Book Review: Wildflowers of Northern California’s Wine Country and North Coast Ranges

October 1, 2007

Wildflowers of Northern California’s Wine Country and North Coast Ranges, by Reny Parker, New Creek Ranch Press, 2007, 282 pages, $24.95 www.renyswildflowers.com

Reny Parker is passionate about wildflowers. For 17 years, she has found and photographed them in their wild habitats around her home territory. Those images form the heart of her new pictorial and descriptive guide to 358 species of native flowers from Marin, Sonoma, Napa, and Mendocino counties. Within its pages are representatives of 83 plant families, mostly annual wildflowers but also woody perennials, vines, shrubs, trees, grasses, ferns, and several problematic exotic weeds.

Parker has made it easy for even a beginner to find a particular flower in the guide. Plants are grouped by flower color and by number of petals. Species that appear similar are placed near each other, so they can be compared easily.

Nontechnical descriptions of the species, composed by some of the region’s best native plant specialists, accompany the photographs, often with additional information about a plant’s rarity, natural and human history, and garden-worthiness, and always including bloom time and native counties. Other tidbits of information are fun and interesting: Who knew that sneezeweed (Helenium bolanderi) got its common name from its former use as powdered snuff? Or that bitter root (Lewisia rediviva), named for explorer Meriwether Lewis (who described the plant as “naucious to my pallate”), was a food staple for Native Americans? Following the main body of the book are lists and maps of wildflower hot spots in the four counties.

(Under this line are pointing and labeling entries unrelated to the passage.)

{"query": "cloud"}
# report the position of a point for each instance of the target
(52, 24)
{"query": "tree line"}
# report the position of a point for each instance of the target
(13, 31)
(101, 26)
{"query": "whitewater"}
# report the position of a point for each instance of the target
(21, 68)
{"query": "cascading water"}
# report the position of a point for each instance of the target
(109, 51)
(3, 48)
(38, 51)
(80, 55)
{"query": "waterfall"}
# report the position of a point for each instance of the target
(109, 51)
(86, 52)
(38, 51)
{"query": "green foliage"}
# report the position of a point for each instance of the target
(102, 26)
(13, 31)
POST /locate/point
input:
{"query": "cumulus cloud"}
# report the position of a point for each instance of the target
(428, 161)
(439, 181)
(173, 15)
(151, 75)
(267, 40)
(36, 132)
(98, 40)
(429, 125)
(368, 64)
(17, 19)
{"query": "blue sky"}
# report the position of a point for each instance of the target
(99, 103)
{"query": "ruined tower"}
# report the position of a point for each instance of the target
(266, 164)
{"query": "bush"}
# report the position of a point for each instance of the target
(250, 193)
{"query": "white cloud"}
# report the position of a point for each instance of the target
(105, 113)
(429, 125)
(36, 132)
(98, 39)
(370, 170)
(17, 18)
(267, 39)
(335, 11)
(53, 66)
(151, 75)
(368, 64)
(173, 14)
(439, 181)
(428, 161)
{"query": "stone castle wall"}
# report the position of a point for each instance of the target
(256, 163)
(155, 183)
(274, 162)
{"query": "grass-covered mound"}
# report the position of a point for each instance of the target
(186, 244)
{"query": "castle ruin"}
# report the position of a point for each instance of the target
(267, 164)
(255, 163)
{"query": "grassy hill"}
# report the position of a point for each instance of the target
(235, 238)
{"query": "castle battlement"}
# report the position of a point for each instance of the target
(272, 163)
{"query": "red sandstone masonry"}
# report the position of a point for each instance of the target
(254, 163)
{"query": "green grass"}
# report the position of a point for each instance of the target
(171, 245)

Wildflower guide photos are often more about education than artistry, with poor lighting, competing backgrounds, and repetitive bull’s-eye placement of their subjects. In comparison, Parker’s beautifully composed images stand out as lovely little works of art. Each reflects Parker’s devotion to her subject and her goal of inspiring others “to care for these delicate gifts of nature and preserve them and their habitats for future generations.”